You would not be able to do that stuck in a parish in some back woods
town.”
“I’m not talking about a parish,” he
found himself struggling with an idea.
“... . I will need to convince those myopic princes of the faith that
our church should be at the forefront of bringing about this message. I don’t want to be stuck in one place, but
neither do I want to waste time at anymore doctrinal conferences or
convocations on church matters.”
As Dominic assisted the porter placing
their luggage into the cab, the priest and nun continued to argue about the
logic of pressing the point at this particular time. The porter’s dark face broke into a wide grin as he listened to
the two clerics’ dispute.
Father Dominic clung stubbornly to what he felt was
his new mission from God but realized that Sister Monique was only concerned
about him getting into trouble again.
Last summer, when he and the good sister were attending a synod on
ecumenism in London, Dominic took a British Episcopal priest to task for his
support of gay ordination and female clerics and was rebuked by Monsignor
Carpel, a liberal Italian priest.
Though he often defended his fellow Christians in other denominations,
Father Dominic, who had merely tongue lashed the Englishman, nearly came to
blows with his superior in defense of the church. From that day forward, Dominic was known in church circles as the
warrior Jesuit priest. And yet, because
of his disdain for ecumenicalism, he was also considered to be a maverick by
many of superiors and peers. His
scholarly abilities and mastery of seven languages, including his native
French, added to his grasp of apologetics and knowledge of the scriptures, had
decided his career within the church.
Sister Monique Clausin, who had a similar background and had been an
interpreter at the Vatican, was a natural choice as he secretary and aide.

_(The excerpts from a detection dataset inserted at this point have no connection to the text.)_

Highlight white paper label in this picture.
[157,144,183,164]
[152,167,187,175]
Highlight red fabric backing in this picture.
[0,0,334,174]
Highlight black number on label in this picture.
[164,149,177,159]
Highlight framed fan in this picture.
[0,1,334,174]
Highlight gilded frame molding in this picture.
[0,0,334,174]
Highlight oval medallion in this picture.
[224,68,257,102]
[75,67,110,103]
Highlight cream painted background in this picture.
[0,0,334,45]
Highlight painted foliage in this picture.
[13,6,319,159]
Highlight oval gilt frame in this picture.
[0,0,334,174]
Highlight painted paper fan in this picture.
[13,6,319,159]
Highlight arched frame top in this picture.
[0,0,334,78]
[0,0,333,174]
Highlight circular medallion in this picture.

It had been several years since
Dominic had presided over a church service or even said mass and as many years
since Monique had functioned as a nun.
Both were considered prodigies in the church. A feeling of urgency to serve his church on behalf of all
Christendom had once again been ignited in the priest, but Sister Monique had
been quite happy acting as a goodwill ambassador, interpreter and secretary-assistant
for the prodigal priest. Why couldn’t he just leave things as they
were?
“You will wait until we speak to
Bishop Murphy?” she looked hopefully at his flushed face as they seated
themselves in the back seat of the cab.
“Yes-yes,” he said hoarsely, as he sat his laptop upon his knees.
“Now hush, be quiet I must prepare for this event. What was the words Mademoiselle Largo used? Ah yes, a close encounter. But we know what it was, eh Monique?”

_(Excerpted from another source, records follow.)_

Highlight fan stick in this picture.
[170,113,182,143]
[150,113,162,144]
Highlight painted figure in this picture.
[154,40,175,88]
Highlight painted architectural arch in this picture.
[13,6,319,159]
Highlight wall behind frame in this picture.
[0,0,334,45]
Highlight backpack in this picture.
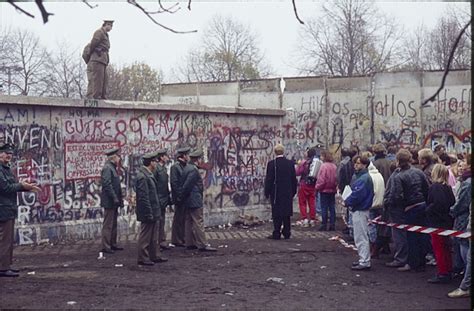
[82,43,92,64]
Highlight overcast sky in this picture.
[0,0,470,80]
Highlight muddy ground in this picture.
[0,223,470,310]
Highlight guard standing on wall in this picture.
[83,20,114,99]
[0,143,41,277]
[155,148,172,250]
[170,147,190,247]
[100,148,123,254]
[135,152,168,266]
[180,149,217,252]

“Yes, indeed,” the nun smiled wanly,
“the Sign of the Dragon.”
As an introduction to his rush of
thoughts, the priest typed:
Today, from the window of Flight 127, I have seen the Dragon. Where now is the Beast who cannot be far
away? All the Protestant
fundamentalists claim the devil will begin his work in Europe and that the False
Prophet and Antichrist will be found in the remnants of the Roman Empire, which
is in Italy, Germany or perhaps France.
But I wonder now if the Dragon will not straightaway seek out the Beast. There is something strange and inconsistent
with what we have seen, almost theatrical, flying in the face of eschatological
and Apocalyptical tradition. I sense—no
I believe--that a different interpretation of Saint John’s Revelations is in
order that will upset traditional eschatology.
Perhaps it will even make me a heretic in many Christians’ eyes.
We the passengers of Flight 127 have seen the devil’s debut in Los
Angeles—the City of the Angels. This, I
believe, must be where it all begins, and it is to my eyes, a Jesuit priest,
among all clerics, that God allowed this to be first seen!